The research comes amid ongoing concerns surrounding sexual harassment in the workplace. A study by the TUC and Everyday Sexism recently found that 52% of women had been subjected to unwanted behaviour including groping, sexual advances, and inappropriate jokes in the workplace, with nearly one in three (32%) subject to unwelcome jokes of a sexual nature at work.
However, nearly two-thirds of men (65%) surveyed by the Institute of Leadership & Management said they were more likely to initiate banter with themselves as the subject of the joke. They were also more likely than women to directly challenge the behaviour (73% of men compared to 55% of women) if they felt it crossed the line.
Age was found to be an important factor, with 70% of staff above the age of 60 or those in more senior positions (79% of senior managers) being more likely to challenge or report inappropriate office banter than their younger or less senior colleagues.
The report explored the topics of banter, with age rated as the most common topic for 71% of respondents. There were a number of areas considered out of bounds – with the most inappropriate cited as medical issues and mental health (68%).
Despite the perceived negative effects of banter, 73% of respondents wouldn’t ban it in the workplace, with only 5% saying that they would do so. Seventy-six per cent of men and 56% of women said they used banter to get to know their colleagues better. Almost three-quarters (74%) said their organisation didn’t have a policy on banter or didn’t know if one existed.
Kate Cooper, head of research, policy and standards at the Institute of Leadership & Management, warned that while having a joke with colleagues can be part of good working culture, failing to address negative comments can risk affecting staff engagement and morale.
“Our research clearly shows that workplace banter is a part of everyday life that can have a positive effect on team spirit and creates a fun work environment.
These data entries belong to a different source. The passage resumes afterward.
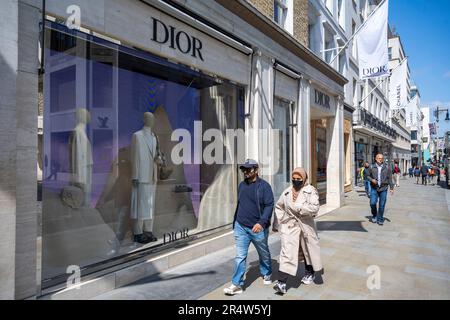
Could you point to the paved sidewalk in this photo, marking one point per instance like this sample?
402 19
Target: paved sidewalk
412 250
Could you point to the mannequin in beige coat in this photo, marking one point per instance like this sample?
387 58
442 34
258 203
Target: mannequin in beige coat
144 174
294 219
81 162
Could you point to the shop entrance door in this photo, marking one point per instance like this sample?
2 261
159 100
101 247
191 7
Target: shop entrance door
282 148
319 157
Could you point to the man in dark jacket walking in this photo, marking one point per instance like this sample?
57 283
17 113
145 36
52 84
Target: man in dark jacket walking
424 171
366 175
251 225
381 179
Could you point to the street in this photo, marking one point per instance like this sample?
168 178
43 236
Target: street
411 252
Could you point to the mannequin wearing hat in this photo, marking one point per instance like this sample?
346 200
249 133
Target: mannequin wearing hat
144 174
81 155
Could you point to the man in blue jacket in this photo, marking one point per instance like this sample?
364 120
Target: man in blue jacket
381 179
251 225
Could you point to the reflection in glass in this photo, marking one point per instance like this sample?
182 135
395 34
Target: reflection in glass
110 173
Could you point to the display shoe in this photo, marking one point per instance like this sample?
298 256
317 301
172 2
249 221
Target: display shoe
150 236
141 238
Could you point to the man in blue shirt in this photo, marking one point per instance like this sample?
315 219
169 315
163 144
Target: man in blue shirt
251 225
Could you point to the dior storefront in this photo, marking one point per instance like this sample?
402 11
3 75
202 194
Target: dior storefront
145 110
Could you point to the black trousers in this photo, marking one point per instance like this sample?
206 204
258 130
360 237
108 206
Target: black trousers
283 276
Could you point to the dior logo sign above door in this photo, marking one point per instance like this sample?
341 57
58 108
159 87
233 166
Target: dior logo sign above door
176 39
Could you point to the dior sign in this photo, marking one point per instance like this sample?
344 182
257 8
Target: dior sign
176 39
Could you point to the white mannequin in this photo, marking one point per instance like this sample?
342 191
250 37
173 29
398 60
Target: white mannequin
144 174
81 155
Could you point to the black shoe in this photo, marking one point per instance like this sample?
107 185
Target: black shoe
280 287
150 236
141 238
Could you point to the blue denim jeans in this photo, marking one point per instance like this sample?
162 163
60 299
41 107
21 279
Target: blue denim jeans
374 197
368 188
243 237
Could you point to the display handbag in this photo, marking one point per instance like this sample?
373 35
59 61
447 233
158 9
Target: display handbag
164 171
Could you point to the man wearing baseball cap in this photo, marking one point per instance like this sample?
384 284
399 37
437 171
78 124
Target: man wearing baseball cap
251 225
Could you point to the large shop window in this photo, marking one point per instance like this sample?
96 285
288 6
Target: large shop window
111 186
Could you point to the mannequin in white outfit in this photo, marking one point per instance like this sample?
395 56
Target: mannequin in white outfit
81 155
144 174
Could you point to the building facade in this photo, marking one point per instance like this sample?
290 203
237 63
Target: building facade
224 82
401 151
427 147
331 25
416 129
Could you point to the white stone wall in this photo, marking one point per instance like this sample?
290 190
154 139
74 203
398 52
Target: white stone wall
19 34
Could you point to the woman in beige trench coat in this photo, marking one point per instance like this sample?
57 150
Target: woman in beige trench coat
294 219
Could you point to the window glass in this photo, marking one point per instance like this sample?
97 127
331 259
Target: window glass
125 152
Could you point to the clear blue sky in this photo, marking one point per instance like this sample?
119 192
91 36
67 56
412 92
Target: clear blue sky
424 28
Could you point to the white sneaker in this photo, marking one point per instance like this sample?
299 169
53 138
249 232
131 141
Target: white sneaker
232 290
308 278
267 280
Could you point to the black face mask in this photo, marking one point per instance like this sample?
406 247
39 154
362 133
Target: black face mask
297 183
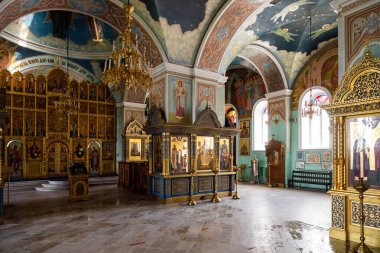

It’s an important part of our work culture," she said. "However, it can still have damaging effects on performance, confidence and mental health when it crosses the line and is used inappropriately.
"Our findings even revealed that one in 25 people left a job because of negative banter, which in turn creates additional costs for recruitment – the cost of hiring a new member of staff can rise to as much as approximately £30,000 for some senior workers, which can become an expensive problem if more and more staff leave because of this issue."
Employers need to set boundaries, Cooper added. “Getting the banter balance right is tough, so it’s important employers recognise the serious impact it can have and put robust measures in place to make sure banter is kept within appropriate boundaries," she said. "We spend such a large part of our lives at work so we need to enjoy it without making it hard for others.”
The Institute of Leadership & Management surveyed more than 1,000 of its members for its Banter: just a bit of fun or crossing the line? report.
Making inappropriate jokes or suggestive comments counts as sexual harassment under the Equalities Act 2010.